Even her weekends are combined with work and play; she sets off around Scotland scouting new locations all the time – often accompanied by colleagues from Border Digital – making a night of it but also getting various meetings booked into the diary. She reveals that the on-trend festival – which had an almost instant impact on social media when it launched, gathering hundreds of followers “wanting to know more” – is considering adding another few destinations to its list in the not-too-distant future – St Andrews, Oban, Perth and possibly a pop-up version in London.

But it’s Michelle’s ambitions to grow the festival farther afield that pique my curiosity; she is currently in talks with the brewing company Marshall Wharf in Maine, US, who are planning to take a custom-fitted shipping container converted into a bar with 50 taps to a pop-up festival in Iceland this year. All being well, Michelle hopes the shipping container will make it to Scotland in 2018 if she can get the “timings and logistics” right and would like to reciprocate and take North Hop to the States (it’s a resilient brand in that sense, presumably working anywhere north of the equator).

Michelle also seems to take genuine enjoyment of the more prosaic event management side of the business – she tells me of her confidence in being able to get the shipping container into one of the bigger venues like the AECC which has the right kind of loading bays and ‘roller doors’ to accommodate larger deliveries. Her ‘thing’ is to be left to add the creative touches when dressing venues, bringing in furniture, music and photo booths.

However, she does also like to reduce her input on the actual event delivery where she can and has worked successfully with venues that have significant in-house capacity – taking advantage of the likes of AV and security wherever she can, all backed with a legion of friends and family making up the contingent of ‘on-the-day staff’.

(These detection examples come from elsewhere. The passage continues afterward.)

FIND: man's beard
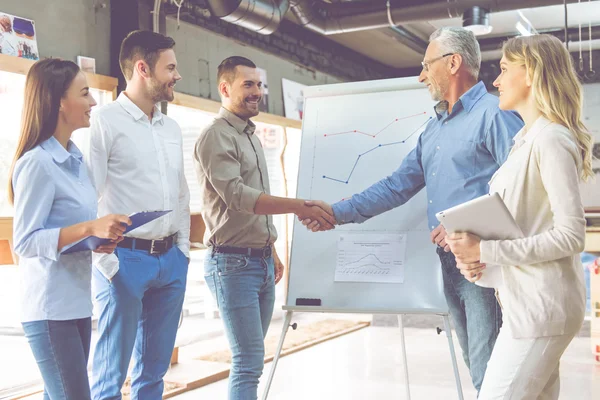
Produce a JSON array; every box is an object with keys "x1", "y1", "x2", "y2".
[{"x1": 150, "y1": 81, "x2": 174, "y2": 104}]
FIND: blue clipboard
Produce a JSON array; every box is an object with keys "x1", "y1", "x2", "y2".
[{"x1": 60, "y1": 210, "x2": 173, "y2": 255}]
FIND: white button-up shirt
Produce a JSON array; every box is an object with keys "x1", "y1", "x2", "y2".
[{"x1": 81, "y1": 93, "x2": 190, "y2": 279}]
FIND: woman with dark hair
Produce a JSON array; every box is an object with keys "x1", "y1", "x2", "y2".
[{"x1": 8, "y1": 59, "x2": 131, "y2": 400}]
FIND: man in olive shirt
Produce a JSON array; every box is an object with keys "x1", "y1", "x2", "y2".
[{"x1": 194, "y1": 57, "x2": 335, "y2": 400}]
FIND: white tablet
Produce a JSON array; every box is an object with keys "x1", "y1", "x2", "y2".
[
  {"x1": 435, "y1": 193, "x2": 523, "y2": 240},
  {"x1": 435, "y1": 193, "x2": 523, "y2": 288}
]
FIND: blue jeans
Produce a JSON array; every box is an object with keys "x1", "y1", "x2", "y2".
[
  {"x1": 23, "y1": 318, "x2": 92, "y2": 400},
  {"x1": 204, "y1": 253, "x2": 275, "y2": 400},
  {"x1": 91, "y1": 247, "x2": 188, "y2": 400},
  {"x1": 437, "y1": 247, "x2": 502, "y2": 392}
]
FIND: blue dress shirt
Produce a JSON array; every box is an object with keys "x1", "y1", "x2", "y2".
[
  {"x1": 13, "y1": 137, "x2": 98, "y2": 322},
  {"x1": 333, "y1": 82, "x2": 523, "y2": 230}
]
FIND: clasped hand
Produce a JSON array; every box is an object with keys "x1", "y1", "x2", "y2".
[{"x1": 296, "y1": 200, "x2": 337, "y2": 232}]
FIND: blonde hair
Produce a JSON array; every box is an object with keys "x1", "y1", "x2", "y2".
[{"x1": 502, "y1": 35, "x2": 594, "y2": 181}]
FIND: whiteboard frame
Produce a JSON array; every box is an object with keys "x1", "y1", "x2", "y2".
[{"x1": 282, "y1": 76, "x2": 450, "y2": 316}]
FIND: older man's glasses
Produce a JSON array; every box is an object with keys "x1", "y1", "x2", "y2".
[{"x1": 421, "y1": 53, "x2": 454, "y2": 72}]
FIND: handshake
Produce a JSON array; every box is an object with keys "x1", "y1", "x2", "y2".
[{"x1": 294, "y1": 200, "x2": 337, "y2": 232}]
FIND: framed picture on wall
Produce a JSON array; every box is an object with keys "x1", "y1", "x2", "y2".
[
  {"x1": 256, "y1": 68, "x2": 269, "y2": 112},
  {"x1": 77, "y1": 56, "x2": 96, "y2": 74},
  {"x1": 0, "y1": 11, "x2": 40, "y2": 60},
  {"x1": 281, "y1": 78, "x2": 306, "y2": 121}
]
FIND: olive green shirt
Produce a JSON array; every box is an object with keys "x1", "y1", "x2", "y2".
[{"x1": 194, "y1": 107, "x2": 277, "y2": 248}]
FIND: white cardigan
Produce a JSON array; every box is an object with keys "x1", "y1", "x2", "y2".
[{"x1": 480, "y1": 117, "x2": 585, "y2": 338}]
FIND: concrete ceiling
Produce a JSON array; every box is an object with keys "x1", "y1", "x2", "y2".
[{"x1": 312, "y1": 0, "x2": 600, "y2": 68}]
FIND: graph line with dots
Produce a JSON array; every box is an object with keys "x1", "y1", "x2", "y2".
[{"x1": 323, "y1": 114, "x2": 432, "y2": 184}]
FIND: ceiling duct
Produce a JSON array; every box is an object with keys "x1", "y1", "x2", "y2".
[
  {"x1": 208, "y1": 0, "x2": 290, "y2": 35},
  {"x1": 290, "y1": 0, "x2": 592, "y2": 35}
]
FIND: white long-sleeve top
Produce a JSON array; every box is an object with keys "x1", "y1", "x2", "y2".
[
  {"x1": 82, "y1": 93, "x2": 190, "y2": 279},
  {"x1": 480, "y1": 117, "x2": 585, "y2": 338}
]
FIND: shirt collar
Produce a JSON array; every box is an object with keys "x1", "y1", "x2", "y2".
[
  {"x1": 219, "y1": 107, "x2": 256, "y2": 135},
  {"x1": 513, "y1": 116, "x2": 552, "y2": 145},
  {"x1": 40, "y1": 136, "x2": 83, "y2": 164},
  {"x1": 433, "y1": 81, "x2": 487, "y2": 120},
  {"x1": 117, "y1": 92, "x2": 164, "y2": 124}
]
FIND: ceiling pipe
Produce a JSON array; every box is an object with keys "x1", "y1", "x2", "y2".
[
  {"x1": 207, "y1": 0, "x2": 290, "y2": 35},
  {"x1": 479, "y1": 25, "x2": 600, "y2": 53},
  {"x1": 290, "y1": 0, "x2": 592, "y2": 35},
  {"x1": 385, "y1": 0, "x2": 427, "y2": 54}
]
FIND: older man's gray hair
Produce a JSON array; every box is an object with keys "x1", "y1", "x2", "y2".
[{"x1": 429, "y1": 27, "x2": 481, "y2": 79}]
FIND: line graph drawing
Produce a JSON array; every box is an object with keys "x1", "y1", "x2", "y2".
[
  {"x1": 346, "y1": 254, "x2": 390, "y2": 266},
  {"x1": 335, "y1": 233, "x2": 406, "y2": 283},
  {"x1": 323, "y1": 117, "x2": 432, "y2": 184},
  {"x1": 323, "y1": 111, "x2": 427, "y2": 138}
]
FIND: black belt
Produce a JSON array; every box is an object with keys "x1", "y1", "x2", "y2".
[
  {"x1": 117, "y1": 233, "x2": 177, "y2": 256},
  {"x1": 211, "y1": 246, "x2": 273, "y2": 258}
]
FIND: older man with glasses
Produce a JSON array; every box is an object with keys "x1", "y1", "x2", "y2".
[{"x1": 303, "y1": 28, "x2": 523, "y2": 391}]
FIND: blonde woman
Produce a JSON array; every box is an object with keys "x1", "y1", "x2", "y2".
[{"x1": 447, "y1": 35, "x2": 593, "y2": 400}]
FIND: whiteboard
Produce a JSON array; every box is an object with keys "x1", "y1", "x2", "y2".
[{"x1": 284, "y1": 77, "x2": 448, "y2": 313}]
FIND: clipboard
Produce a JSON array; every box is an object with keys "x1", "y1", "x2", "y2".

There can be no doubt that Russell has created something that looks like it has all the ingredients to stay the course. She has a waiting list “which keeps growing” of 50 exhibitors and burgeoning international interest – the oldest brewery in the world, the Bavarian state-owned Weihenstephan Brewery, founded in 1040, exhibited at the Inverness festival in 2015 and Belgium’s Copperhead gin is set to appear in Glasgow in six weeks’ time as a guest gin; brands from further afield are also wanting to feature.

The North Hop brand was conceived over a beer-fuelled brainstorming session with friends

Commercially, Michelle is refreshingly candid when I ask if the events are making money; events seem to so often be stifled by exorbitant hidden costs, and the constant downward pressure on margins demanded, often unrealistically, by exhibitors and venues alike is a genuine source of concern if Scotland’s events market is to grow.

“It’s not been the easiest thing to turn a profit, we’ve had our moments,” says Russell. “I’m constantly trying to evolve it and I’ve put a lot of personal finance into North Hop. I’m not particularly pulling a salary or anything but if it wasn’t working we just wouldn’t do it. I’m not getting myself into the same situation as some of the other festivals out there – some of them rack up horrific levels of debt before they decide it’s game over and then let it all go down. I’m just not willing to do that. I just monitor it as we go along and if things aren’t working, we change them.”

She adds: “We’re thinking of other things as we move forward to do more with it – I’ve just literally put some of the merchandise onto an online shop [up to now merchandise was available only at the festivals] this morning. I put an online shop together which will go live shortly.”

And so it seems all those Bank Holiday Mondays spent working just might, eventually, reap the rewards.